El jueves de la semana pasada, el PNUD presentó el primer informe y medición de la pobreza multidimensional. Acostumbrados a que la pobreza se midiera con base en los ingresos y con un sistema que, aunque internacional, es bastante arbitrario, se ha solido desconfiar de los resultados que periódicamente se publican. La medición por ingreso ha sido trabajada sobre todo por los bancos internacionales y las agencias oficiales de desarrollo, y pone el nivel de ingreso y la capacidad de consumo como únicos elementos para entender la pobreza. Así, se definen, desde situaciones de privilegio y comodidad, unos límites mínimos —con frecuencia, degradantes— que en realidad buscan reducir las cifras y evitar reconocer la pobreza y la injusticia. El nuevo sistema, más trabajado en la academia que en los bancos, dice más sobre la pobreza y responde mejor a la necesidad de enfrentarla mediante políticas públicas.
Esta nueva medición, combinándola con la de ingreso, retrata mejor la realidad de El Salvador. Según la medición por ingreso, en 2014 había un 31% de pobres. La medición multidimensional, que calcula la pobreza a través de carencias o privaciones básicas de derechos fundamentales, la cifra en un 35%. Cuando se juntan ambas, se observa que hay pobres por ingreso que no figuran en la pobreza multidimensional, y viceversa. Si se suma los que coinciden y los que no coinciden, se obtiene un total de un 49.4% con algún tipo de pobreza. Que 23 años después de la guerra civil tengamos unos índices de pobreza de esa magnitud, de casi la mitad de la población, debería ser un llamado urgente a establecer políticas públicas que enfrenten el problema.

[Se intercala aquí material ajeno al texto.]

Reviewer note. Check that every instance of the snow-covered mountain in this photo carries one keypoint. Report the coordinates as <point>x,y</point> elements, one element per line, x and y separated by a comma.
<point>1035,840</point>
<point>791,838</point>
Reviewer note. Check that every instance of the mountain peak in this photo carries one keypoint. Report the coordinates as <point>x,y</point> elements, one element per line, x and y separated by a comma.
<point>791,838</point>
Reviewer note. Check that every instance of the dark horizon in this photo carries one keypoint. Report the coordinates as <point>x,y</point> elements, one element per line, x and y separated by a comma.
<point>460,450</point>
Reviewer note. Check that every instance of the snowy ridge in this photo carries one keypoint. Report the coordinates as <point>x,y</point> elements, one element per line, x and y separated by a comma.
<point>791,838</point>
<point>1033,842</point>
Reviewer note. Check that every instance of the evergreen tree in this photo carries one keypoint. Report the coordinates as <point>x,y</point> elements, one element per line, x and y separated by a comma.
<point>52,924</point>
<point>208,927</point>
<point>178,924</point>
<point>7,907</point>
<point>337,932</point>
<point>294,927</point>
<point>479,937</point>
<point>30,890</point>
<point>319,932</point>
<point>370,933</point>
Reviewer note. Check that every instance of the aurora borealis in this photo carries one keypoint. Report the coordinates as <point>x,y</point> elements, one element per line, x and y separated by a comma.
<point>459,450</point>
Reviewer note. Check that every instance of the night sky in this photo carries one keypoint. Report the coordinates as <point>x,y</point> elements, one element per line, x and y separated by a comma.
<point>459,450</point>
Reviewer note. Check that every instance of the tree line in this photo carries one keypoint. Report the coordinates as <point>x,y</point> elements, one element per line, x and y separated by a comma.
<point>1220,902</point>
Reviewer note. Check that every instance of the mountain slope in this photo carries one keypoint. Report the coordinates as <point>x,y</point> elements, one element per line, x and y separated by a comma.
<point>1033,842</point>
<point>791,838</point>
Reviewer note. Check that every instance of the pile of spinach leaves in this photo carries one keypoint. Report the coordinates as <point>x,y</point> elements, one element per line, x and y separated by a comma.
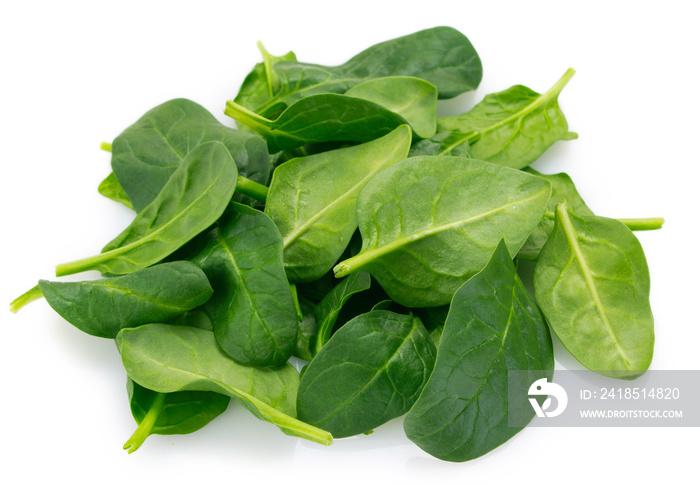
<point>347,228</point>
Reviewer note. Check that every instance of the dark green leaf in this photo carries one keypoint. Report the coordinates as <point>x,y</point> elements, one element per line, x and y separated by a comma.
<point>592,283</point>
<point>146,154</point>
<point>371,371</point>
<point>193,198</point>
<point>149,295</point>
<point>493,327</point>
<point>252,309</point>
<point>430,223</point>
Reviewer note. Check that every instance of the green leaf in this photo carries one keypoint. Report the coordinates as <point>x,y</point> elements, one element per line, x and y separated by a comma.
<point>111,189</point>
<point>146,154</point>
<point>312,201</point>
<point>320,118</point>
<point>103,307</point>
<point>443,143</point>
<point>413,99</point>
<point>563,189</point>
<point>592,283</point>
<point>493,327</point>
<point>371,371</point>
<point>252,309</point>
<point>173,413</point>
<point>428,224</point>
<point>168,358</point>
<point>514,127</point>
<point>329,308</point>
<point>442,56</point>
<point>192,199</point>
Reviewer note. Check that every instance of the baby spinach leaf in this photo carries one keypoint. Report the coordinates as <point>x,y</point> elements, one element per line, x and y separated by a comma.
<point>252,309</point>
<point>312,200</point>
<point>168,358</point>
<point>493,327</point>
<point>428,224</point>
<point>442,56</point>
<point>329,308</point>
<point>308,328</point>
<point>410,97</point>
<point>320,118</point>
<point>592,283</point>
<point>192,199</point>
<point>447,143</point>
<point>103,307</point>
<point>111,189</point>
<point>146,154</point>
<point>563,189</point>
<point>513,127</point>
<point>371,371</point>
<point>172,413</point>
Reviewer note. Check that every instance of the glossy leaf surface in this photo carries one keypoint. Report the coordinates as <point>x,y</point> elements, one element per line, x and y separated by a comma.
<point>563,189</point>
<point>592,283</point>
<point>167,358</point>
<point>320,118</point>
<point>173,413</point>
<point>442,56</point>
<point>252,310</point>
<point>514,127</point>
<point>411,98</point>
<point>493,327</point>
<point>103,307</point>
<point>146,154</point>
<point>369,372</point>
<point>430,223</point>
<point>312,201</point>
<point>329,308</point>
<point>193,198</point>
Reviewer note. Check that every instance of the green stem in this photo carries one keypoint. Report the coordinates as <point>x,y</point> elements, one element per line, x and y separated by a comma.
<point>297,306</point>
<point>25,298</point>
<point>251,189</point>
<point>645,224</point>
<point>146,424</point>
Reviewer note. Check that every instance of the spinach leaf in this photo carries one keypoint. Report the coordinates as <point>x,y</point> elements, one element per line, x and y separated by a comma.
<point>103,307</point>
<point>111,189</point>
<point>513,127</point>
<point>192,199</point>
<point>493,327</point>
<point>312,201</point>
<point>371,371</point>
<point>173,413</point>
<point>428,224</point>
<point>447,143</point>
<point>563,189</point>
<point>168,358</point>
<point>320,118</point>
<point>146,154</point>
<point>329,308</point>
<point>252,309</point>
<point>412,98</point>
<point>592,283</point>
<point>306,336</point>
<point>442,56</point>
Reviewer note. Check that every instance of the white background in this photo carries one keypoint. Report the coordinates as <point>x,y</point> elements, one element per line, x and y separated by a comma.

La medición multidimensional también le ofrece una dirección a las políticas públicas al señalar las privaciones y carencias principales tanto de los pobres como de los sectores vulnerables. En el informe del PNUD, se agrupan en cuatro áreas dichas carencias: educación, vivienda, trabajo e inseguridad. En educación destaca la baja formación de los adultos. El sistema ha sido y sigue siendo incapaz de dotar a la mayoría de salvadoreños de la educación requerida para el desarrollo de sus capacidades. En vivienda, destacan problemas graves como el hacinamiento, la construcción con materiales inadecuados, la falta de saneamiento y de acceso al agua. Si la vivienda no es acogedora y mínimamente agradable, la constitución del hogar tiende a ser inestable, con todos los daños sicológicos y sociales que ello supone. El empleo vulnerable, la informalidad y la falta de acceso a la seguridad social completan las dificultades en el sector trabajo, tan indispensable tanto para la manutención de la familia como para la autoestima y la participación social. Y finalmente, aparece también como grave carencia la serie de restricciones debidas a la inseguridad. Restricciones que hacen más dura la pobreza, que hunden en la misma y que crean graves perjuicios sicológicos, cuando no físicos.
No hay duda de que una política de desarrollo tiene que incluir esas cuatro áreas, además de otras también indispensables, como la salud, la lucha contra la corrupción y el fortalecimiento de las instituciones. Pero esas cuatro deberían priorizarse, porque son las que permitirán vencer la pobreza de aquí a 2030. Y eso lleva, inevitablemente, a formularse una pregunta: ¿se puede enfrentar esta serie de problemas y carencias con los recursos actuales del Estado? A pesar del griterío de algunos que afirman que con austeridad gubernamental habría suficientes recursos para iniciar un despegue hacia el desarrollo, lo cierto es que la inversión necesaria para vencer la pobreza no se puede cubrir con la actual recaudación tributaria. Una reforma fiscal es inevitable. Pero no en base de ir poniendo parches de nuevos impuestos y de préstamos, como se ha hecho hasta el presente, sino mirando al conjunto de las posibilidades y necesidades de El Salvador. El exceso de informalidad económica limita la población tributaria, que debe ampliarse, y hasta ahora los impuestos han favorecido a los más ricos, que pagan proporcionalmente menos que la clase media o los pobres. Además, la evasión y elusión fiscal les ha caracterizado como práctica irresponsable e indebida. Entrarle en serio a la política tributaria es una tarea necesaria para generar las ansiadas dinámicas de justicia y desarrollo social.